Mapping Your Career Path

Would you embark on a 40-year journey without an end in sight, or a map to get you to your destination? Unless you enjoy wandering the wilderness its best to travel, map and destination, firmly in hand. Bring that same planning and forethought to guiding your career path.

Plotting the Path

First, decide where you’re heading. We’re talking big picture: what do you want to be doing in 10, 20, 30 years? How would you be spending your days if money weren’t an issue? Keep in mind that the picture may change over the years, what seems appealing at twenty may be less so in your forties, but pick a desired target and start moving towards it.

Next, assess your strengths and weaknesses, your likes and dislikes. Ideally, you should be spending your days doing work that you enjoy, that is meaningful and at which you excel. Life isn’t high school: there are no required classes. True most of us have to earn a paycheck, but since we’re happily well past the days of indentured servitude, exercise your freedom of choice selecting work which holds meaning for you and is a stepping stone towards your goals.

About those Stepping Stones…

Map your career to date against the goals you’ve set for yourself; have you been adding skills and experiences to your resume that are positioning you well? Not sure of the steps you need to take? Seek guidance from a mentor or colleagues or model others who have succeeded in the arena(s) to which you aspire.

Scrutinize your resume to see where you are strong and where you need to add skills or experiences. For example, if you wish to become a manager, begin developing your leadership skills by overseeing first individuals, working up to smaller teams, then whole business areas within your company, slowly growing your responsibilities. Look for opportunities to mentor subordinates and demonstrate you can steward increasingly larger projects to completion.

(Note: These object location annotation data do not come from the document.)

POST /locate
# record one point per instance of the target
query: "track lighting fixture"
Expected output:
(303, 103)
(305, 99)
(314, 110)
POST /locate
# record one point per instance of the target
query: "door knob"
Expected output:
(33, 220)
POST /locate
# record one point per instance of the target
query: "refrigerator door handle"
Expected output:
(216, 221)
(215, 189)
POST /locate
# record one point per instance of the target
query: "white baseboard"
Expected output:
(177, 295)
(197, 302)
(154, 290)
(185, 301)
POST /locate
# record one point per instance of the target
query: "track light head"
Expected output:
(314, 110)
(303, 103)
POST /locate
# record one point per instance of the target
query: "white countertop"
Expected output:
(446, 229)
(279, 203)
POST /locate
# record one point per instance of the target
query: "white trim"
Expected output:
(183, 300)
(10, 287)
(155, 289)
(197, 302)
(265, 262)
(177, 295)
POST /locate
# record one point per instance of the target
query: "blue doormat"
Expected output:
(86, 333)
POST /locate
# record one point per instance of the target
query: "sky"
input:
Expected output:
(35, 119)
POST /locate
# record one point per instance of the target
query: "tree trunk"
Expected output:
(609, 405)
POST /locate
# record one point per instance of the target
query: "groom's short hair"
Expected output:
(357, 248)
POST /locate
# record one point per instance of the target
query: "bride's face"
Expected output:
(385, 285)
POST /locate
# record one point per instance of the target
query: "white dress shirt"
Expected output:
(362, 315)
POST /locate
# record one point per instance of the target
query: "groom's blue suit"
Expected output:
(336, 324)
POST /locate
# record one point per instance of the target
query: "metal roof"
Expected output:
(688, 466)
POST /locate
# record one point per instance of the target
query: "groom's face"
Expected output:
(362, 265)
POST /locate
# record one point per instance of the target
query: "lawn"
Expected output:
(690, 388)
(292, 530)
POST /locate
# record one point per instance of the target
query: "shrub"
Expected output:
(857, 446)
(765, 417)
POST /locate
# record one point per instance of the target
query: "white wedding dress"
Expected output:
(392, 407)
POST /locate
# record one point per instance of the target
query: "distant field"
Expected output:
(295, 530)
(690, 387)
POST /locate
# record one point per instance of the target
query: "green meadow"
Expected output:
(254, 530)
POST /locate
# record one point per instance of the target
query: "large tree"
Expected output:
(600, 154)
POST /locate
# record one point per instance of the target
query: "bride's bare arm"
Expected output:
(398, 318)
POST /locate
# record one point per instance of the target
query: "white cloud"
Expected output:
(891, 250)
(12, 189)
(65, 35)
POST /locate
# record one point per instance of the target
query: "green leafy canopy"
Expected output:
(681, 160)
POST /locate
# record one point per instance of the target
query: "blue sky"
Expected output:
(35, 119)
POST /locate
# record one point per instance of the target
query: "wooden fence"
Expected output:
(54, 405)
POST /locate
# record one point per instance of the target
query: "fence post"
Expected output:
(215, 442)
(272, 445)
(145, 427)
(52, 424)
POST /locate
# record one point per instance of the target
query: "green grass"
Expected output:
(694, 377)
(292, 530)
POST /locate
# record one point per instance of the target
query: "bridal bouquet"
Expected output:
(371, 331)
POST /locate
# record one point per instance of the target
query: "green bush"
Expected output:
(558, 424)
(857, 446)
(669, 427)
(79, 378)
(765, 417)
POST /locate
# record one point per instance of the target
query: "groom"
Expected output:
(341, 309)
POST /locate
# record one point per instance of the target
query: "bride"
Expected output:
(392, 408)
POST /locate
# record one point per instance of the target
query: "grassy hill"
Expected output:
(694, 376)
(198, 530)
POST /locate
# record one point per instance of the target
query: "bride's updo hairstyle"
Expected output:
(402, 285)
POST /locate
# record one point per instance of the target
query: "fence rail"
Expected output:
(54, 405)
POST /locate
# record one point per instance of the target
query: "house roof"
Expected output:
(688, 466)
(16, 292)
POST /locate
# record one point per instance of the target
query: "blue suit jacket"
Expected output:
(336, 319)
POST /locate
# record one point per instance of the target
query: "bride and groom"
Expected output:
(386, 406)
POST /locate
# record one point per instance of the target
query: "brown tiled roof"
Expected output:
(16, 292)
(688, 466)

Or perhaps your long-term goal is to run your own business or to work as a self-employed freelancer. If so, spend time developing the leadership and sales skills required to run a business and to build the rolodex needed to attract customers or investment dollars.

Periodically assess your progress. Schedule time, once a year, every five years, and so on, to take a step back and survey your career development. Is it advancing? Can you enhance your current skills and better leverage yourself? Do you need to tweak your path? How have your personal or economic circumstances changed and what impact, if any, does that have on your next steps? Make time to take time: all important relationships require nurturing; your relationship with work needs attention too.

Make the Journey Meaningful

Finally, as you move along in your career, perhaps sticking to a straight, focused path, or taking a meandering, many branched road, remember that while you should constantly be moving towards a desired end, it is smart to make the most of whatever role you are presently in-to learn, grow and relish-the work you are currently doing.